With respect to a production method of the vehicle rim 1, it should be noted that following the wrapping of the fiber bundles 5 with the compression wrap 6, the fiber bundles 5 are sewn onto the fiber mat 11 in a typical manner. Following this sewing-on process, the fiber mat 11 together with the fiber bundles 5 is wound up multiple times, preferably the winding device 17 as shown in FIGS. 10 and 11 being used. The draping of the second rim flange area 3 b takes place in a way similar to the draping of the first rim flange area 3 a. The rim flange areas 3 a and 3 b are then connected to the rim bed area 4 according to FIG. 9 and consolidated to form the rim body 2. More specifically, a binder powder is used to produce the rim body 2/join the subpreforms 23, 24, 25. A resin is then added during an injection of the already assembled subpreforms 23, 24, 25 (preform), implementing an RTM injection. The binder powder then dissolves in the resin mixture during injection.

LIST OF REFERENCE SIGNS

1 vehicle rim
2 rim body
3 a first rim flange area
3 b second rim flange area
4 rim bed area
5 fiber bundle
5 a first fiber bundle
5 b second fiber bundle
6 compression wrap
7 thread
8 a first crossing point
8 b second crossing point
9 distance
10 surface line
11 fiber mat
12 fiber bundle portion
13 longitudinal axis
14 fiber mat portion
15 enveloping device
16 spindle carrier
17 winding device
18 seam
19 winding roller
20 vehicle wheel
21 hub body
22 spoke unit
23 first subpreform
24 second subpreform
25 third subpreform
26 roller

Claims

1. A vehicle rim having a rim body made from a fiber composite material, the rim body having two rim flange areas and a rim bed area connecting the two rim flange areas, and at least one rim flange area being reinforced by at least one fiber bundle, wherein the at least one fiber bundle is surrounded by a compression wrap.

2. The vehicle rim according to claim 1, wherein the at least one fiber bundle is twisted.

3. The vehicle rim according to claim 1, wherein the compression wrap is made as an envelopment or a braid.

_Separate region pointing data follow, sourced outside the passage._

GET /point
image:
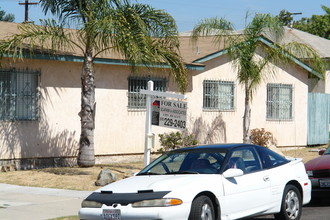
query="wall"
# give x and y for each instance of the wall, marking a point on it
(120, 130)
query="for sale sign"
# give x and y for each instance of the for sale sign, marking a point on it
(170, 114)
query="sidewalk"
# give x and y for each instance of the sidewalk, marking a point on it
(34, 203)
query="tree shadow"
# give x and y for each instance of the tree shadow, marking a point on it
(209, 133)
(35, 144)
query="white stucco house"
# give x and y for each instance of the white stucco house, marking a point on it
(40, 101)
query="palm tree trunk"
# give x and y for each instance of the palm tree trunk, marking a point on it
(247, 114)
(86, 157)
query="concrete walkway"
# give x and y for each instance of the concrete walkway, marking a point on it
(34, 203)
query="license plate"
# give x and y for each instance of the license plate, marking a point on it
(111, 214)
(325, 183)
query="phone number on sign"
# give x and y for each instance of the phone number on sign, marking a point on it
(174, 123)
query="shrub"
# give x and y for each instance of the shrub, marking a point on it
(262, 137)
(174, 140)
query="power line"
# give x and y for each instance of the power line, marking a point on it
(27, 3)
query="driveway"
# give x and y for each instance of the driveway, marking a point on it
(33, 203)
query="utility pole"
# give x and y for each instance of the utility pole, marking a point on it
(27, 3)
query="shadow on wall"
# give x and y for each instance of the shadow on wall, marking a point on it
(209, 133)
(36, 144)
(32, 144)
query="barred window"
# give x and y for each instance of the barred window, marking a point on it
(279, 101)
(19, 94)
(136, 83)
(219, 95)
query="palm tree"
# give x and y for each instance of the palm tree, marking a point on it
(242, 48)
(140, 33)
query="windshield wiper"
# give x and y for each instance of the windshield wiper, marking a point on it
(183, 172)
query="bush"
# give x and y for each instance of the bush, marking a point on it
(262, 137)
(174, 140)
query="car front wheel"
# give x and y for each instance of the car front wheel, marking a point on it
(291, 207)
(202, 209)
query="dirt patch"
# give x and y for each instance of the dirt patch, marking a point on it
(74, 178)
(84, 178)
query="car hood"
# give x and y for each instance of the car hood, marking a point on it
(319, 163)
(164, 183)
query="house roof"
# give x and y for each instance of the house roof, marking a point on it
(194, 54)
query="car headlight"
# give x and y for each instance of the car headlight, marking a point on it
(310, 173)
(91, 204)
(157, 203)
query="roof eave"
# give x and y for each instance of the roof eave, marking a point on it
(106, 61)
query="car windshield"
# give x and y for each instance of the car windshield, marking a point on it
(327, 151)
(188, 161)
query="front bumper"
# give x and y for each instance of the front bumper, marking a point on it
(180, 212)
(318, 191)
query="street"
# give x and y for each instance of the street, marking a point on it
(316, 211)
(33, 203)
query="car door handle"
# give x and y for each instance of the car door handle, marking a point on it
(266, 178)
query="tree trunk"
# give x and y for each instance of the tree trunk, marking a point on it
(247, 114)
(86, 157)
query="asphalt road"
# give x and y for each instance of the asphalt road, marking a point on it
(319, 210)
(33, 203)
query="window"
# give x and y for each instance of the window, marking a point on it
(279, 101)
(19, 94)
(245, 159)
(271, 159)
(135, 84)
(218, 95)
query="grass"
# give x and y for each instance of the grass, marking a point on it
(75, 178)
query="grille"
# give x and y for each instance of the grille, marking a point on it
(321, 173)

4. The vehicle rim according to claim 1, wherein the compression wrap has at least two intersecting threads.

5. The vehicle rim according to claim 4, wherein a distance between two crossing points of the at least two threads directly following one another along a surface line of the at least one fiber bundle is between 2 mm and 8 mm.

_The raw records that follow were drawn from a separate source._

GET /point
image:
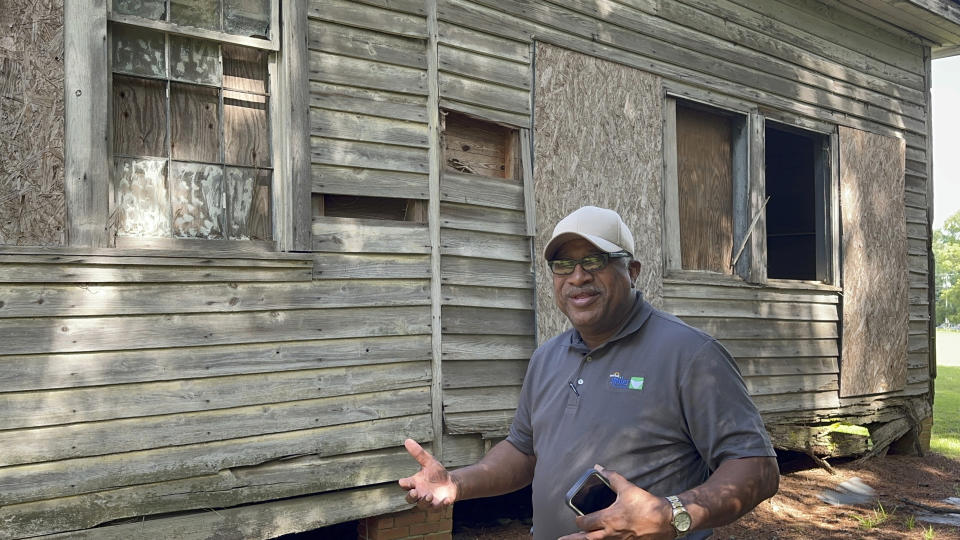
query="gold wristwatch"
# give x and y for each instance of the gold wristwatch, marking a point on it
(681, 519)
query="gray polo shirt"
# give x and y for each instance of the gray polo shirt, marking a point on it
(661, 403)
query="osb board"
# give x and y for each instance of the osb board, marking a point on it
(597, 141)
(31, 122)
(875, 305)
(705, 185)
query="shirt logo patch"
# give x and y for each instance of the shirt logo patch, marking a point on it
(633, 383)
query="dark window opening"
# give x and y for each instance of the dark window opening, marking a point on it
(358, 207)
(796, 164)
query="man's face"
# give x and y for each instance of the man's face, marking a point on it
(596, 303)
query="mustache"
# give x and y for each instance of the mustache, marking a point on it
(574, 291)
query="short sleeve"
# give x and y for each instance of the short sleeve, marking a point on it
(723, 421)
(521, 429)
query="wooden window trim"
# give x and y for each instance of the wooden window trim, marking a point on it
(87, 115)
(747, 180)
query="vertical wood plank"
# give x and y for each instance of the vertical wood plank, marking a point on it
(433, 210)
(87, 104)
(291, 134)
(671, 191)
(758, 239)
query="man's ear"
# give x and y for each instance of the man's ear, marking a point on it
(634, 269)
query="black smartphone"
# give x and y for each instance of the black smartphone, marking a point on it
(590, 493)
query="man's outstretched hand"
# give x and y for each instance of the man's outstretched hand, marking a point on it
(635, 514)
(432, 486)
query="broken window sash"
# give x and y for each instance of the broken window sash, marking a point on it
(248, 203)
(196, 195)
(138, 52)
(140, 197)
(195, 60)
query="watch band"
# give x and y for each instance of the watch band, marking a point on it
(681, 518)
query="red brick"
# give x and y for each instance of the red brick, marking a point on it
(390, 534)
(411, 516)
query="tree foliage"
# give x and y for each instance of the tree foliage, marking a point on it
(946, 251)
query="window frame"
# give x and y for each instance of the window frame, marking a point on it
(88, 128)
(749, 191)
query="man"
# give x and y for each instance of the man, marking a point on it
(629, 388)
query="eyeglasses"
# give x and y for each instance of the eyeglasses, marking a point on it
(590, 263)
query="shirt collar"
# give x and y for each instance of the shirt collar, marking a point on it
(639, 314)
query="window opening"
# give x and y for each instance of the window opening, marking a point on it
(191, 122)
(710, 147)
(796, 219)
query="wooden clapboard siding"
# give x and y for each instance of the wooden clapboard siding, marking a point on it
(85, 475)
(231, 487)
(27, 300)
(130, 434)
(33, 409)
(78, 370)
(64, 334)
(267, 520)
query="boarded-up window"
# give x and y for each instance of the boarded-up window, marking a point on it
(798, 224)
(875, 287)
(705, 183)
(191, 120)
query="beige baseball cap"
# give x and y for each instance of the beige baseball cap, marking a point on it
(601, 227)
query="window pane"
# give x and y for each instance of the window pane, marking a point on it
(139, 117)
(244, 69)
(196, 192)
(138, 51)
(705, 185)
(194, 60)
(140, 197)
(148, 9)
(198, 13)
(247, 17)
(194, 123)
(248, 198)
(246, 132)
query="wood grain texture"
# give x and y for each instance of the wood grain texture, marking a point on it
(705, 190)
(243, 485)
(875, 300)
(87, 104)
(591, 143)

6. The vehicle rim according to claim 1, wherein the compression wrap is made by glass fibers or thermoplastic fibers.

7. The vehicle rim according to claim 1, wherein the at least one fiber bundle is sewn onto a fiber mat, which helps to form the at least one rim flange area.

8. The vehicle rim according to claim 1, wherein the at least one rim flange area has multiple fiber bundles arranged axially and/or radially next to one another.

9. The vehicle rim according to claim 1, wherein the at least one rim flange area has multiple radially nested fiber bundle portions.

10. A vehicle wheel with a vehicle rim according to claim 1 and a spoke unit connected to the rim body and extending to a hub body.

11. A method for producing a vehicle rim having a rim body made from a fiber composite material, at least one fiber bundle being made available, which is provided with a compression wrap while experiencing compression, whereupon the at least one fiber bundle is sewn onto a fiber mat, the fiber mat is draped with the at least one fiber bundle to form a rim flange area, and finally the rim body is cured.